American Airlines flight attendants have been in protracted negotiations over a new contract. Cabin crew voted overwhelmingly to authorize a strike. The airline and union met for federal mediation talks on Friday, and the union set that as a deadline for significant progress. They said that after the meeting the union board would hold a strike vote.
This afternoon, your APFA Negotiating Committee met with your Board of Directors to brief them on the status of negotiations, including the next step: a request to the National Mediation Board to release us into a thirty-day cooling-off period.
On Monday, November 20th, we will communicate information regarding this week’s negotiations and next steps, including the APFA Board of Director’s action on the request to the NMB to be released to strike.
American Airlines flight attendants are on the picket line at LGA and across the country demanding a fair contract.
It is unacceptable that some of the same attendants who care for us the skies must resort to sleeping in cars because their pay is so low.
— Alexandria Ocasio-Cortez (@AOC) November 17, 2023
The union suggests they will be asking the National Mediation Board to release them from negotiations, starting a 30 day ‘cooling off’ period that would allow them to strike.
- If the request is formally made right away
- And the request is formally granted right away
- Then they’d be striking over the peak Christmas holiday period
As I wrote last month I still do not expect a Christmas strike.
- The National Mediation Board may take until, say, December 4 to release the union from negotiations – especially with the Thanksgiving holiday upon us. That would push any strike past Christmas.
- The NMB may not authorize the strike yet at all, telling flight attendants to stay at the bargaining table if they feel there’s progress still being made in negotiations.
- A ‘no’ or ‘delay’ seem more likely than ‘immediate authorization’, putting President Biden in a position of either intervening to prevent a strike or enduring a major airline strike over Christmas.
Even if flight attendants were to strike, they do not plan to do so in a way that shuts down the airline – just one that makes the airline less reliable, and pushes customers to book away to other airlines.

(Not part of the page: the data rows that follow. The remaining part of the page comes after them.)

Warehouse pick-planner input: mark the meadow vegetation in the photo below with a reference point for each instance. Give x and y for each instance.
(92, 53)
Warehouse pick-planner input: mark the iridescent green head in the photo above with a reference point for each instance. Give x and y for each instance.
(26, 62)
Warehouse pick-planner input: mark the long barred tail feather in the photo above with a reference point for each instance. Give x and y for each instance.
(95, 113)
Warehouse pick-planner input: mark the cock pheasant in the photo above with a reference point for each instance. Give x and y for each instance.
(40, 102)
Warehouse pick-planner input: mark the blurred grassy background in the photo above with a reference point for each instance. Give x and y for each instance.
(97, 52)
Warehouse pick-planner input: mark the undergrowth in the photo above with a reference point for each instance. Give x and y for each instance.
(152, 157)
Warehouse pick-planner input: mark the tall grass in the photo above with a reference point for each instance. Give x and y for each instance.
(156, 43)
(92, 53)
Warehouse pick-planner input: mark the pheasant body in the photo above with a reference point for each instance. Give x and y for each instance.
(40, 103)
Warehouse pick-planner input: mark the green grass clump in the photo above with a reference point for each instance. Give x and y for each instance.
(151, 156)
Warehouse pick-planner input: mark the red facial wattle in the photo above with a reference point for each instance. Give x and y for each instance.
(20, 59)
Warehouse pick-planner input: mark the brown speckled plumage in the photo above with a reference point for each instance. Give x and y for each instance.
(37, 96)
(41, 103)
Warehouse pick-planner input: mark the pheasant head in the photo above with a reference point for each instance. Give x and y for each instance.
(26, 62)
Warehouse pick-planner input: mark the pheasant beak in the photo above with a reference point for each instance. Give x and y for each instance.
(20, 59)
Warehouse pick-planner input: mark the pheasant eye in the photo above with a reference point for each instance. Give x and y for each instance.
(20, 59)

Since flight attendants aren’t financially in a position to strike for an extended period, and the union isn’t in a financial position to provide significant strike pay to workers, they’ll just walk off of a limited number of flights on specific days – to limit the hardship of workers who don’t collect pay when they do not work, while communicating that any given American Airlines flight might not operate (which is always true, given weather and mechanical vagaries).

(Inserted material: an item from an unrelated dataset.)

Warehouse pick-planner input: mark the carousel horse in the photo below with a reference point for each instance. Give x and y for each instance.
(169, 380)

An airline strike at Christmas, which the President is empowered to prevent, is not going to happen – because the President won’t want to incur unpopularity heading into an election from allowing the strike, but also won’t want to move against a union, so the most likely outcome is that the National Mediation Board punts to prevent putting him in that position.

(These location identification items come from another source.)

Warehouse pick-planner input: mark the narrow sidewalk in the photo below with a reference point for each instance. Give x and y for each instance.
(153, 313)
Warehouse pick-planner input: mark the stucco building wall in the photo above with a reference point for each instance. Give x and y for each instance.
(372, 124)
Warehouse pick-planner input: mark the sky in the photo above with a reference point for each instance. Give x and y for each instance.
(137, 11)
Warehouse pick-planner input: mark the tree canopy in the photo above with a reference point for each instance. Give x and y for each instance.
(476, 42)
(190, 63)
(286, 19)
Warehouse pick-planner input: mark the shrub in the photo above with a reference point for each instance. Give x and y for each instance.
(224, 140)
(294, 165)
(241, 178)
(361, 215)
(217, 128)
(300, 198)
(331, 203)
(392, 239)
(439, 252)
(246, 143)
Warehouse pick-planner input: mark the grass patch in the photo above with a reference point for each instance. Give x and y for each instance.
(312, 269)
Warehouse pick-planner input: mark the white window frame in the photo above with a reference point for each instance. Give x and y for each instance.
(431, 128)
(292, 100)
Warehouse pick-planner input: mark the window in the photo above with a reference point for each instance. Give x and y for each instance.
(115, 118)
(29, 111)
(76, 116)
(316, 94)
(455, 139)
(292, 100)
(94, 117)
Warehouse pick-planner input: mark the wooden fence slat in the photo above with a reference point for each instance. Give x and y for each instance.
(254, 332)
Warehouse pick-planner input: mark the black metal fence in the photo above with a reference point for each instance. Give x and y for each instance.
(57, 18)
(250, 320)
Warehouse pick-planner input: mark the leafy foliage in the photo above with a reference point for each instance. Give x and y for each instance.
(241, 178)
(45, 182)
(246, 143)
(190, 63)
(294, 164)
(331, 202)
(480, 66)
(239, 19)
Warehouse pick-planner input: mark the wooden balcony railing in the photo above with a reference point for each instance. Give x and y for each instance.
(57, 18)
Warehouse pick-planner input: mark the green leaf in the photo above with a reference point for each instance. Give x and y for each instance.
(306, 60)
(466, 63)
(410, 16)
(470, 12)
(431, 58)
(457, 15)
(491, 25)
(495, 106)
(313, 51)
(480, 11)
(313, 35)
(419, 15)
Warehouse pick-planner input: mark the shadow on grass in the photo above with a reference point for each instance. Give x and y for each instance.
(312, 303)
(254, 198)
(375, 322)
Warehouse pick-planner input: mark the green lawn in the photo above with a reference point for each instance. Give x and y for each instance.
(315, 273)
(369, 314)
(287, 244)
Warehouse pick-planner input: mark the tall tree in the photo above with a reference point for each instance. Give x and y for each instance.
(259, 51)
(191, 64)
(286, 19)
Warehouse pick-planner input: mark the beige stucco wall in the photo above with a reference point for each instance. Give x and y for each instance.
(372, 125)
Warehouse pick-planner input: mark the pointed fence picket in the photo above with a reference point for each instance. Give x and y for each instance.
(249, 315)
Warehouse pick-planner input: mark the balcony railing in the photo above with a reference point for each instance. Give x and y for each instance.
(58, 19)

While the National Mediation Board is an independent agency, two of its three board members were appointed or re-nominated by the Biden administration. The current chair, confirmed during the Biden administration, is a former attorney for the largest flight attendants union.
American Airlines is offering a pay comparable to Delta’s, though profit sharing will be lower because American earns less profit. American’s flight attendants want substantially more than current top of industry pay from an airline that just this week added a billion dollars of debt at 8.5% interest and lost money in the third quarter.
I’d note that Representative Alexandria Ocasio-Cortez’s claim about American Airlines flight attendants ‘sleeping in cars’ and separately about sleeping ‘eight to a room’ has to do with “crash pads” rather than primary residences, where crew share lodging near the airport when they live in a city that’s different from the one where they’re based for work.